Editor: Arne Elofsson
PMCID: PMC7178435  PMID: 31841142

Abstract

Motivation

Glycan microarrays are capable of illuminating the interactions of glycan-binding proteins (GBPs) against hundreds of defined glycan structures, and have revolutionized the investigations of protein–carbohydrate interactions underlying numerous critical biological activities. However, it is difficult to interpret microarray data and identify structural determinants promoting glycan binding to glycan-binding proteins due to the ambiguity in microarray fluorescence intensity and complexity in branched glycan structures. To facilitate analysis of glycan microarray data alongside protein structure, we have built the Glycan Microarray Database (GlyMDB), a web-based resource including a searchable database of glycan microarray samples and a toolset for data/structure analysis.

Results

The current GlyMDB provides data visualization and glycan-binding motif discovery for 5203 glycan microarray samples collected from the Consortium for Functional Glycomics. The unique feature of GlyMDB is to link microarray data to PDB structures.
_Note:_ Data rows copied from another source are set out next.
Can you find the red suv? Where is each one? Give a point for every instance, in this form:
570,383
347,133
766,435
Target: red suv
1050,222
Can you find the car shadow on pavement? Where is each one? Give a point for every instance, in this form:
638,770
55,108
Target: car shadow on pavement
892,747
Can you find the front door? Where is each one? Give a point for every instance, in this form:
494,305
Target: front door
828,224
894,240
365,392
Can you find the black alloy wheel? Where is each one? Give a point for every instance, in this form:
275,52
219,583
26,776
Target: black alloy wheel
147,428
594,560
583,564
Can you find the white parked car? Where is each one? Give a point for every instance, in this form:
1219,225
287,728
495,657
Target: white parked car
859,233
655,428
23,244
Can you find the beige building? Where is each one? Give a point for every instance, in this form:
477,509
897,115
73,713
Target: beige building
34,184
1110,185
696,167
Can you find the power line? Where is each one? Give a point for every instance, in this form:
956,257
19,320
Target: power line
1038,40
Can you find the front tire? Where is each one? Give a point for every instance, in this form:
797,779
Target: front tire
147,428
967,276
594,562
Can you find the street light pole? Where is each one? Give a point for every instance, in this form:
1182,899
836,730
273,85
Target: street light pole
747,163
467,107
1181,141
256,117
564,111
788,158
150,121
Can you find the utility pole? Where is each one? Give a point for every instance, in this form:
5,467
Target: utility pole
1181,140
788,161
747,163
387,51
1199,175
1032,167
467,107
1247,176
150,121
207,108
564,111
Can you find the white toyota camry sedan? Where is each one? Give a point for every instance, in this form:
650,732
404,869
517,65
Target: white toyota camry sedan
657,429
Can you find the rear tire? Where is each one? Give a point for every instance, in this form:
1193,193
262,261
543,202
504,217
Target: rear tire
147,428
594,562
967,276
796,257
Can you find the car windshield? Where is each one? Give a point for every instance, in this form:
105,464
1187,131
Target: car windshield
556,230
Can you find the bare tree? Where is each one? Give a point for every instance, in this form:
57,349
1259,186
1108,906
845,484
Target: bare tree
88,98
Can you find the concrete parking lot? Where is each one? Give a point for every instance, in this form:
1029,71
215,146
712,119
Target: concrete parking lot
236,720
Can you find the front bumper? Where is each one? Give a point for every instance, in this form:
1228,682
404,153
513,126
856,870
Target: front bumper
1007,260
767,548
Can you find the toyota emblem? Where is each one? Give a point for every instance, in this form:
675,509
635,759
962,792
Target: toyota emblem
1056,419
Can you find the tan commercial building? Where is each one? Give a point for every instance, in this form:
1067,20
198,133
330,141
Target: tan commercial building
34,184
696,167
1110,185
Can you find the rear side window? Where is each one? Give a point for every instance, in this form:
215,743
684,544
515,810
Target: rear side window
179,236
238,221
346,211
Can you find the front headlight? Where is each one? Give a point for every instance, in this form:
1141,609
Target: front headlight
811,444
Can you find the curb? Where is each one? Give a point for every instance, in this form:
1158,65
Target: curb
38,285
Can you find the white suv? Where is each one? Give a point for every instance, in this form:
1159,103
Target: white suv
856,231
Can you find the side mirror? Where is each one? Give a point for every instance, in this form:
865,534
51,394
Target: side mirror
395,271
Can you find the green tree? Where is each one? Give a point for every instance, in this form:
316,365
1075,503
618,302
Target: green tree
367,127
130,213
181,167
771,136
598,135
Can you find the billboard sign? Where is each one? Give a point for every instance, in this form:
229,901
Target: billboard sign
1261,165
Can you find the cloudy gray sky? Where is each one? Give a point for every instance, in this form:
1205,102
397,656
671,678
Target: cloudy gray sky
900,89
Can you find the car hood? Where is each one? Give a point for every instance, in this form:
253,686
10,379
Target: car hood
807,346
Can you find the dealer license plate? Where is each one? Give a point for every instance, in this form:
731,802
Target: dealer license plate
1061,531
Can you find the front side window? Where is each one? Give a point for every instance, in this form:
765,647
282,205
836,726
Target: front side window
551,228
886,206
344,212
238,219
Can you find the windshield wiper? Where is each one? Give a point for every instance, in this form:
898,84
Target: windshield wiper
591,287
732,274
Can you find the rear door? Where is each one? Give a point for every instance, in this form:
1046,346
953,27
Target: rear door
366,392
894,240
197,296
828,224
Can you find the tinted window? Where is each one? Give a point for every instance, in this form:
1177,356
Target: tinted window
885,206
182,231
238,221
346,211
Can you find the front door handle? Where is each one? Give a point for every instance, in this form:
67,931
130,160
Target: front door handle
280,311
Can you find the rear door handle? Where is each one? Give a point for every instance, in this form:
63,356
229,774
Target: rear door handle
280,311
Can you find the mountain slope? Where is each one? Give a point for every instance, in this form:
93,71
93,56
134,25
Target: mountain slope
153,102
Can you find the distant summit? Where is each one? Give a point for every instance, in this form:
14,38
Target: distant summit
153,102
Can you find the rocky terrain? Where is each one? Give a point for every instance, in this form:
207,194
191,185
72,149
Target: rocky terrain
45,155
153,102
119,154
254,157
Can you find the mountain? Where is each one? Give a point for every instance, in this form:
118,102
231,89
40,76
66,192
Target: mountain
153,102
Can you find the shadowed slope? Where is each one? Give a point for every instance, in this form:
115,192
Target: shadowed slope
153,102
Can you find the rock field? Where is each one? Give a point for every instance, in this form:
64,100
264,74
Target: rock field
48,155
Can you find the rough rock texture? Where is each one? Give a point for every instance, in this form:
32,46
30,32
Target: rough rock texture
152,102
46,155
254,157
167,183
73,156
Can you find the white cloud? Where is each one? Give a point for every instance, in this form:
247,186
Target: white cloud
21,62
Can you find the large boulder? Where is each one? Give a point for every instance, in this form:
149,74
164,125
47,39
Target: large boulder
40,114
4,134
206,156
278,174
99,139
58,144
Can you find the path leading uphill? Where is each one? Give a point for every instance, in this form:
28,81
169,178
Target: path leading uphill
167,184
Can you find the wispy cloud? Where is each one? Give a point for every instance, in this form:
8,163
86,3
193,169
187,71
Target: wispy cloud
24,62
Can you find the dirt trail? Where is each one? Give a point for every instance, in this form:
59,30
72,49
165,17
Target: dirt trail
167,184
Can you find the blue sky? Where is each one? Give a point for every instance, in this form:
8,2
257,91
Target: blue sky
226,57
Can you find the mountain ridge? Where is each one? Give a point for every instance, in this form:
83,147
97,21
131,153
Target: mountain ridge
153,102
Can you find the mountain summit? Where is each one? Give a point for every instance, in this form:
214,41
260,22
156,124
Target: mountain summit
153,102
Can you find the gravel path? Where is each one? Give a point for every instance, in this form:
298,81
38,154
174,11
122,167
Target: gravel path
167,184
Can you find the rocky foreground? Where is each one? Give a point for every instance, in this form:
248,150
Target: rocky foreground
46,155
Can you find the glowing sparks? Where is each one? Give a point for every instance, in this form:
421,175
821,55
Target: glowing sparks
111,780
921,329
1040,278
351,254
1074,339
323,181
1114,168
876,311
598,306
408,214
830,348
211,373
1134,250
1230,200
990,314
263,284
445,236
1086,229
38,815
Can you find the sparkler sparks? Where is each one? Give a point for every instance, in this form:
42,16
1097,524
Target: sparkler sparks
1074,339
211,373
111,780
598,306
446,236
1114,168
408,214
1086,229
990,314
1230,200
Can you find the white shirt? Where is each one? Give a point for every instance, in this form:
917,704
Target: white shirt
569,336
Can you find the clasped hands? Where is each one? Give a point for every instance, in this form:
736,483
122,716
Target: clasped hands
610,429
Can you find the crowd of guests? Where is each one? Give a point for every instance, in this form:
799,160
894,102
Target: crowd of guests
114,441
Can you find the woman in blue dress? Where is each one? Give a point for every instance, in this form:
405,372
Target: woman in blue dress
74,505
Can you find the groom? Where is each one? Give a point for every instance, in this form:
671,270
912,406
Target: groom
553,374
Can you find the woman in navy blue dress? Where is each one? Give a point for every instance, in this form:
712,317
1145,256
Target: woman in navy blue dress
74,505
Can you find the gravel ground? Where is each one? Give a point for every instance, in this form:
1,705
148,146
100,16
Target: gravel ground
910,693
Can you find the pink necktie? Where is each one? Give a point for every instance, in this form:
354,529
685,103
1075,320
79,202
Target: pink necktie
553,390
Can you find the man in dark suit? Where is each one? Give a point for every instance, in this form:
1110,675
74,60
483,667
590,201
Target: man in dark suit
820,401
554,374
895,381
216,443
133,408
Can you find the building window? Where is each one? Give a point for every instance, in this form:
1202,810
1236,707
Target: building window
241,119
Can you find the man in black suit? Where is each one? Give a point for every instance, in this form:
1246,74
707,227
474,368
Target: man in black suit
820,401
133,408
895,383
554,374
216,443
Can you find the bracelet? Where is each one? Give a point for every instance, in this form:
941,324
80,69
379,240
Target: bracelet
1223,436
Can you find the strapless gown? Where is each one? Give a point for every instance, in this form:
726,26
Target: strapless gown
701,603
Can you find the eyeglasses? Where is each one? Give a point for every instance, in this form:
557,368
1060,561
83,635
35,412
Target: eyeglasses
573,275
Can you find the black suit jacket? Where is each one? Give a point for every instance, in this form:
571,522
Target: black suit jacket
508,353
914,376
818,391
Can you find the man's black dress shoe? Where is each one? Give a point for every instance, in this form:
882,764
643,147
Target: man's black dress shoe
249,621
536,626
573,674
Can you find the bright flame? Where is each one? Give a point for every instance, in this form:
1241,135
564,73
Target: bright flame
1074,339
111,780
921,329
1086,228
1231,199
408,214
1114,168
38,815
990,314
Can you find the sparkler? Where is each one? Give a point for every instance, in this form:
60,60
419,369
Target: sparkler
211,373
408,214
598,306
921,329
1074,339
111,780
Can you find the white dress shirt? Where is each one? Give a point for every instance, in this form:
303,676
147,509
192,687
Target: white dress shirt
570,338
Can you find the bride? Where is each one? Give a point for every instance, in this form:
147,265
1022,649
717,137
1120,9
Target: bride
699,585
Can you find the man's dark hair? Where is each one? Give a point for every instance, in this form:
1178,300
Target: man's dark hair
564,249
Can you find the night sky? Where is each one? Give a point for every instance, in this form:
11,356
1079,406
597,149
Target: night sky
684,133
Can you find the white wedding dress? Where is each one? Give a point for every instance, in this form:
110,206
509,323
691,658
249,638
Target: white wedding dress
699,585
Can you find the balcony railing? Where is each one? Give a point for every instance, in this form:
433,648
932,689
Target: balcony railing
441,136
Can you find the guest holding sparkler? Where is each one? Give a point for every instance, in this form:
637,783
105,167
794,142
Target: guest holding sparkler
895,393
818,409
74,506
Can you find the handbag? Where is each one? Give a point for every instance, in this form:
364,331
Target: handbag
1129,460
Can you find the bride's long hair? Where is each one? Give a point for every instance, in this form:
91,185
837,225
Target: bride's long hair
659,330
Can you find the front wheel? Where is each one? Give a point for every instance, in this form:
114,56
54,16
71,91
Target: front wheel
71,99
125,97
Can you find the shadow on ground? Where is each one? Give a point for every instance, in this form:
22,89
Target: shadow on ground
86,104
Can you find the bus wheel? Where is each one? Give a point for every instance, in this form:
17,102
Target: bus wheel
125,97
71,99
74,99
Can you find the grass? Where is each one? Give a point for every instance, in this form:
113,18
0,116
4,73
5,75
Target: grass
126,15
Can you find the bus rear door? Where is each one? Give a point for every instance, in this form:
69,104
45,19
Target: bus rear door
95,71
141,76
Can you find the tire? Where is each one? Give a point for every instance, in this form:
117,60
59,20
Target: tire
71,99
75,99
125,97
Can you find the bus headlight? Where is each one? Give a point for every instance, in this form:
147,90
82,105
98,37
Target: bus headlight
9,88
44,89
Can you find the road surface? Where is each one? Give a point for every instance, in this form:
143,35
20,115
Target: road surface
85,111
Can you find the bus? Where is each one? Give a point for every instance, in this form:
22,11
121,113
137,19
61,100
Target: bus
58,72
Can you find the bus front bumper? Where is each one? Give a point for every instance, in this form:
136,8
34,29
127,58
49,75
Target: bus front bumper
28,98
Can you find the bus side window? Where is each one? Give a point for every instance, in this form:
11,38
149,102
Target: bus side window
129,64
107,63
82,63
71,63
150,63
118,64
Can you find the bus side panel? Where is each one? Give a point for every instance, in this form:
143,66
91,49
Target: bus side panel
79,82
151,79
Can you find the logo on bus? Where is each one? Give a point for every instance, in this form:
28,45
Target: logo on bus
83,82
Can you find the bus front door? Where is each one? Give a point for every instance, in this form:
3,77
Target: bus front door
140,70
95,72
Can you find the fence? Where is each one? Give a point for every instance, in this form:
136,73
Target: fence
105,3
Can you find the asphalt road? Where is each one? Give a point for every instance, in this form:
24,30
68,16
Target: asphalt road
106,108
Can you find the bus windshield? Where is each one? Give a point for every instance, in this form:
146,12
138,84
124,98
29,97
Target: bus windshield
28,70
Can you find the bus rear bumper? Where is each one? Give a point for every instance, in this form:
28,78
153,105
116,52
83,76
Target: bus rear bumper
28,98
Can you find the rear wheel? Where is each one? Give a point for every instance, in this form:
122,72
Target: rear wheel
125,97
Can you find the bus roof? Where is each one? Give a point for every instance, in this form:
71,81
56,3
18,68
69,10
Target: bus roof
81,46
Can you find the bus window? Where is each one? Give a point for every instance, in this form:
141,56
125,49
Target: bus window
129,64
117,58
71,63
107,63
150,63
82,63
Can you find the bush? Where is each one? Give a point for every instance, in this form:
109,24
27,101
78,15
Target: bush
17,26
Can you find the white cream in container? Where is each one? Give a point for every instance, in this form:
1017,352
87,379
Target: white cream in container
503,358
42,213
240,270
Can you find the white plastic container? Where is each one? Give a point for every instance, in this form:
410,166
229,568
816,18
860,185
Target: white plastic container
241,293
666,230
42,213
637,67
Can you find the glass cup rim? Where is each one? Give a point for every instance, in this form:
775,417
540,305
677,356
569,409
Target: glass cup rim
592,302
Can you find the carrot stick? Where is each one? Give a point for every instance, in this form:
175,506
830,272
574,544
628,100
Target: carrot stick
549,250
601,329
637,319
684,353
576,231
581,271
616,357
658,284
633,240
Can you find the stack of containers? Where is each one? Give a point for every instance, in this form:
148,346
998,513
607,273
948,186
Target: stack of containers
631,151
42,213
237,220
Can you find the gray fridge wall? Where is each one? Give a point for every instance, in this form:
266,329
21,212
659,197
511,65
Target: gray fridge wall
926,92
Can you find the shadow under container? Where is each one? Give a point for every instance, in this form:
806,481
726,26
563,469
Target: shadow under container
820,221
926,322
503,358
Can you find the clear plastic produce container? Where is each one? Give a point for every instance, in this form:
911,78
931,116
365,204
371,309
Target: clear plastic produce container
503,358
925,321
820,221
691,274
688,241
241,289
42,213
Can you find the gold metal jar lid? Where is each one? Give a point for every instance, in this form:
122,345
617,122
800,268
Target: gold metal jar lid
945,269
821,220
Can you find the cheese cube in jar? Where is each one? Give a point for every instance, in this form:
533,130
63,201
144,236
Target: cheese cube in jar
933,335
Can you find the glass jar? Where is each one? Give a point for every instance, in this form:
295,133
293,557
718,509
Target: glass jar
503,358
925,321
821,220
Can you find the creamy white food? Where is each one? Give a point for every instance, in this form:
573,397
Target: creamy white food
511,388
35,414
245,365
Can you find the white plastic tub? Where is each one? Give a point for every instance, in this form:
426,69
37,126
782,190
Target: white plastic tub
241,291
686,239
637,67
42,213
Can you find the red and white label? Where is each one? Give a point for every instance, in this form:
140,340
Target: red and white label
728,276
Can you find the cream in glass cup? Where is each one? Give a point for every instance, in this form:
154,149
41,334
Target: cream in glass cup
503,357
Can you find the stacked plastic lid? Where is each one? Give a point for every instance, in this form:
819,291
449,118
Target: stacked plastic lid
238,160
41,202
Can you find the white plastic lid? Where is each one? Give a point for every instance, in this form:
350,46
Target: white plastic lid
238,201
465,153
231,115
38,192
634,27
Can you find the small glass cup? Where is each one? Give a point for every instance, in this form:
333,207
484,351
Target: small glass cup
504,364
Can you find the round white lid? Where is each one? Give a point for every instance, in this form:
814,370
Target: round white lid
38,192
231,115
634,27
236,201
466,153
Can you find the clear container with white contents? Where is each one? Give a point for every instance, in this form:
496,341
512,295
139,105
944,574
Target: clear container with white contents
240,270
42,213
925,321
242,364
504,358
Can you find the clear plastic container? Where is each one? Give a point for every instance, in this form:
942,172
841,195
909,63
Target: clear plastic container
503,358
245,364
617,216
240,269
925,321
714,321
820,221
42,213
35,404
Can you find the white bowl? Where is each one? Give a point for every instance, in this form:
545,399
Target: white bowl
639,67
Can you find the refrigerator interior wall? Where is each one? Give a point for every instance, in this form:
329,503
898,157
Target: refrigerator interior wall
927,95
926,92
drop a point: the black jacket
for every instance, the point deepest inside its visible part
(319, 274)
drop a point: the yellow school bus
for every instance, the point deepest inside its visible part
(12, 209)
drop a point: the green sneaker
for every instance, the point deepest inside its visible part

The GlyMDB provides different options for database query, and allows users to upload their microarray data for analysis. After search or upload is complete, users can choose the criterion for binder versus non-binder classification. They can view the signal intensity graph including the binder/non-binder threshold followed by a list of glycan-binding motifs. One can also compare the fluorescence intensity data from two different microarray samples. A protein sequence-based search is performed using BLAST to match microarray data with all available PDB structures containing glycans. The glycan ligand information is displayed, and links are provided for structural visualization and redirection to other modules in GlycanStructure.ORG for further investigation of glycan-binding sites and glycan structures.

Availability and implementation

http://www.glycanstructure.org/glymdb.

Supplementary information

Supplementary data are available at Bioinformatics online.

1 Introduction

Glycans are abundant on the surface of both eukaryotic and prokaryotic cells, serving as the first cellular components encountered by approaching molecules, cells and pathogens. Therefore, glycans have critical roles in various biological processes, such as cell adhesion, signal transduction, host–pathogen interactions and immune activities (Varki, 2017). Glycosylation, the most common post-translational modification, is the enzymatic process to attach carbohydrates covalently to proteins and lipids to form glycoproteins and glycolipids (Apweiler et al., 1999). Glycans can also be specifically recognized and non-covalently bound by a set of proteins, known as glycan-binding proteins (GBPs) or lectins. Compared to the other three major classes of biomolecules (proteins, nucleic acids and lipids), glycans are the most heterogeneous by virtue of different anomeric configurations (α and β) of glycosidic linkages, multiple branched structures and various chemical modifications. Due to the complex nature of glycans, characterizing the binding specificities and identifying the binding determinants are major questions in glycobiology research.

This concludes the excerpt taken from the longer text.